Australian parent survey finds misconceptions about antibiotics
A large survey of Australian parents has found significant misconceptions about antibiotic use for acute respiratory infections.
The study, published yesterday in the Annals of Family Medicine, describes the results of a telephone survey in which 401 parents of at least one child aged 1 to 12 years were asked questions about the benefits and harms of antibiotic use for three acute respiratory infections or related conditions: acute otitis media, sore throat, and acute bronchitis. The respondents were also asked to recall the last time their child visited a doctor from treatment of one of these conditions, including any discussion about antibiotics.
The results showed that most of the parents believed that antibiotics can (at least sometimes) help all three conditions, with 92% believing antibiotics can help acute otitis media (middle ear infection), 70% believing they can help sore throat, and 55% believing they can help cough. Many parents, however, also agreed that not using antibiotics for these conditions is an option, especially in the case of cough (99%) and sore throat (97%), but less so for acute otitis media. In addition, 78% said they knew antibiotics could potentially harm, with roughly half mentioning antibiotic resistance.
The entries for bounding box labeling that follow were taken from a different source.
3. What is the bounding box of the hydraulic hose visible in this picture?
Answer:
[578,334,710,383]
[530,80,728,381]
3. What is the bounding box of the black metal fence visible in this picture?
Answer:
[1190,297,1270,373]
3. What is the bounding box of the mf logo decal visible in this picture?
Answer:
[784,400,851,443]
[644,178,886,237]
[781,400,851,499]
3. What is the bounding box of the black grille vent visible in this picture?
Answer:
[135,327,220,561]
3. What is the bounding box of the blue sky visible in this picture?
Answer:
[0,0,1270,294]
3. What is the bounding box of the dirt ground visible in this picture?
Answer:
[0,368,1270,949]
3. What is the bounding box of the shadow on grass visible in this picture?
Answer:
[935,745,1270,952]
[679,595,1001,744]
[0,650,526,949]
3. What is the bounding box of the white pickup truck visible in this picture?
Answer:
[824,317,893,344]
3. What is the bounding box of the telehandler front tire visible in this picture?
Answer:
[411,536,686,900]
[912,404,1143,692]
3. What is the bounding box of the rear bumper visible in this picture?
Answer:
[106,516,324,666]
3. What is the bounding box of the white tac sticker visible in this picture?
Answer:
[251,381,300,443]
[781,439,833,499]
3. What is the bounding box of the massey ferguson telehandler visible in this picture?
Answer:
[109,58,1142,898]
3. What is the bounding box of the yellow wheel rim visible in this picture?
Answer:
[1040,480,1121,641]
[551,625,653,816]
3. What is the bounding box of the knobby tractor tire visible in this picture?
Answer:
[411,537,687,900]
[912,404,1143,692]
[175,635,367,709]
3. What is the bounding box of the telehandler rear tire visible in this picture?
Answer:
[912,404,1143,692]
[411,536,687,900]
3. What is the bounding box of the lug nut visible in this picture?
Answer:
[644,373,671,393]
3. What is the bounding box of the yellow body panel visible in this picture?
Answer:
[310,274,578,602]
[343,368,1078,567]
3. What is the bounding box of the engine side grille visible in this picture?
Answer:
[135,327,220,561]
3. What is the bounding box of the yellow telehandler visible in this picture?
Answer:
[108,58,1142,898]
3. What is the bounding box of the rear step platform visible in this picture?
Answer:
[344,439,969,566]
But parents also grossly overestimated the extent to which antibiotics could reduce illness duration, compared with benefits seen from current empirical evidence, and many believed that antibiotics could help avoid complications from acute respiratory infections—such as hearing loss and perforated eardrum in cases of acute otitis media.
In recalling their most recent visit to a pediatrician for treatment of one of these conditions, 44% of parents reported some discussion about why antibiotics might be used, but 72% reported little or no discussion about why antibiotics might not be used, and 78% did not recall any discussion of potential antibiotic harm. Nearly all parents (93%) said they would like to be involved in future decisions about antibiotic use.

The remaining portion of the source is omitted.